Sustainable Solutions: Earth Architects & Architecture
One billion people live in abject poverty. Four billion live in fragile but growing economies. One in seven people live in slum settlements. By 2020 it will be one in three. We don't need to choose between architecture or revolution. What we need is an architectural revolution.
The U.N. Millennium Development Goals aim to "achieve improvement in the lives of 100 million slum dwellers by the year 2015." Reaching this goal will require a profoundly new approach to improving the built environment.
This topic area will organize and showcase our Architects, and architecture we believe can meet the U.N. Goal. We start with those we have personal experience with including Steven Travis, Nader Khalili, and Lloyd Turner.
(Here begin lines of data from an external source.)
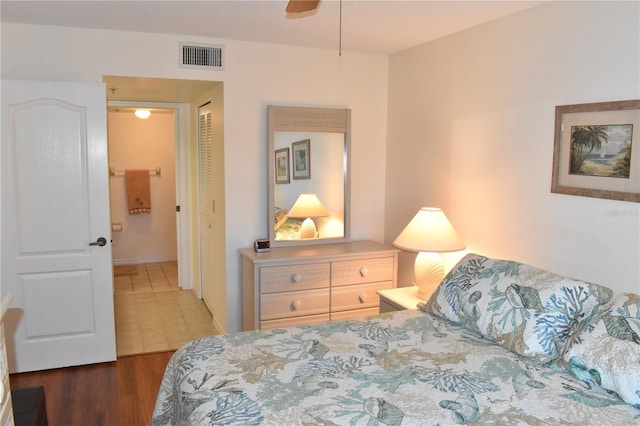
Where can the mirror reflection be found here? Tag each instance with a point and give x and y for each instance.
(309, 186)
(308, 175)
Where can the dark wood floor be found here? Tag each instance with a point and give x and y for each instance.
(114, 393)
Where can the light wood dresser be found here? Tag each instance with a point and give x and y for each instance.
(308, 284)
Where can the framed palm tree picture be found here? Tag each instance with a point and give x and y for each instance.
(597, 150)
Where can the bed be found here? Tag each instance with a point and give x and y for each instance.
(499, 342)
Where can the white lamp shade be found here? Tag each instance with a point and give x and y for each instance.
(307, 205)
(430, 231)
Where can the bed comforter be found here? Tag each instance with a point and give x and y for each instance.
(408, 368)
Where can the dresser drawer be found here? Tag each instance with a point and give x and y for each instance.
(357, 296)
(287, 322)
(293, 304)
(356, 313)
(274, 279)
(362, 271)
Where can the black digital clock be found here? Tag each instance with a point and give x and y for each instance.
(261, 245)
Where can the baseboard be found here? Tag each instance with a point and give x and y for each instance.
(218, 326)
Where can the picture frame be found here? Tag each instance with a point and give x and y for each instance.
(597, 150)
(282, 165)
(301, 152)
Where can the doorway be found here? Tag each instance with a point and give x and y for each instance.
(152, 312)
(183, 97)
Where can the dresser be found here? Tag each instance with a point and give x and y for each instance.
(308, 284)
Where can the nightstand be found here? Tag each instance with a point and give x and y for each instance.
(399, 299)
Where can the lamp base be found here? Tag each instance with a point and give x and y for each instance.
(308, 229)
(429, 272)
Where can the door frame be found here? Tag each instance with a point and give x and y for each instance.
(184, 223)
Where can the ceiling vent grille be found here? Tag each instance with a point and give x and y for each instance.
(201, 56)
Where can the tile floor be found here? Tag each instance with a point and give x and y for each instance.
(152, 313)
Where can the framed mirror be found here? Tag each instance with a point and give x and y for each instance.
(308, 175)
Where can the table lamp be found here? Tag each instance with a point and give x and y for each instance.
(429, 233)
(307, 206)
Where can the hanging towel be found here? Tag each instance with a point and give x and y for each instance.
(138, 193)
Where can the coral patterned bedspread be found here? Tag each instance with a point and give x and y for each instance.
(407, 368)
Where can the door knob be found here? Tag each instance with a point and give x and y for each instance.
(102, 241)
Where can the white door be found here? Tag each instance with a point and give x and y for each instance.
(56, 243)
(206, 202)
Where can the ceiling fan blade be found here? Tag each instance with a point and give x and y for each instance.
(300, 6)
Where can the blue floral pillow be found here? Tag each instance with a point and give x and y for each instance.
(527, 310)
(607, 353)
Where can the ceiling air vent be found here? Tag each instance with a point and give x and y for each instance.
(201, 56)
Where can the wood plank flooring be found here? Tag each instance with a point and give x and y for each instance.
(120, 393)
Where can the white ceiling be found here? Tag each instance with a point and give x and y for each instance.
(370, 26)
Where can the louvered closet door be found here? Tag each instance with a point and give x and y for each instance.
(206, 203)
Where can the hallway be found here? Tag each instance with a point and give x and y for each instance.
(152, 313)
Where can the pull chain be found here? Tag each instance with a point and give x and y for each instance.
(340, 43)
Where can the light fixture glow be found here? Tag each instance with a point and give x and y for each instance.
(308, 206)
(429, 233)
(142, 113)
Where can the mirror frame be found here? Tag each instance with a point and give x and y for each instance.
(304, 119)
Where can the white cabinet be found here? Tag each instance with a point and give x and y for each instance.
(308, 284)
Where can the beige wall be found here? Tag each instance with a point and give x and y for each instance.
(143, 144)
(255, 76)
(471, 122)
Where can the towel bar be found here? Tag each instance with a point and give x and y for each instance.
(152, 172)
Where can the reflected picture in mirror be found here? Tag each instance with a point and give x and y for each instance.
(305, 207)
(324, 153)
(301, 159)
(282, 165)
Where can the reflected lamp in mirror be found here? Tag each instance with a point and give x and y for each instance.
(307, 207)
(429, 233)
Additional architects will also be added as appropriate, starting of course with Buckminister Fuller.
An excellent source of information is the Open Architecture Network; an online, open source community dedicated to improving living conditions through innovative and sustainable design. Users can:
• Share their ideas, designs and plans
• View and review designs posted by others
• Collaborate with each other, people in other professions and community leaders to address specific design challenges
• Manage design projects from concept to implementation
• Communicate easily amongst team members
• Protect their intellectual property rights using the Creative Commons "some rights reserved" licensing system and be shielded from unwarranted liability
• Build a more sustainable future
The Open Architecture Network is the brainchild of Architecture for Humanity and the designers who volunteer through their local chapters. It grew out of the collective frustration in sharing ideas and trying to work together to address shelter needs after disaster.
Sun Microsystems, Hot Studio, Creative Commons, AMD and other partners joined Architecture for Humanity in realizing this ambitious undertaking, and at this year's TED conference, together they launched a beta version of the Open Architecture Network: the first site to offer open source architectural plans and blueprints on the web.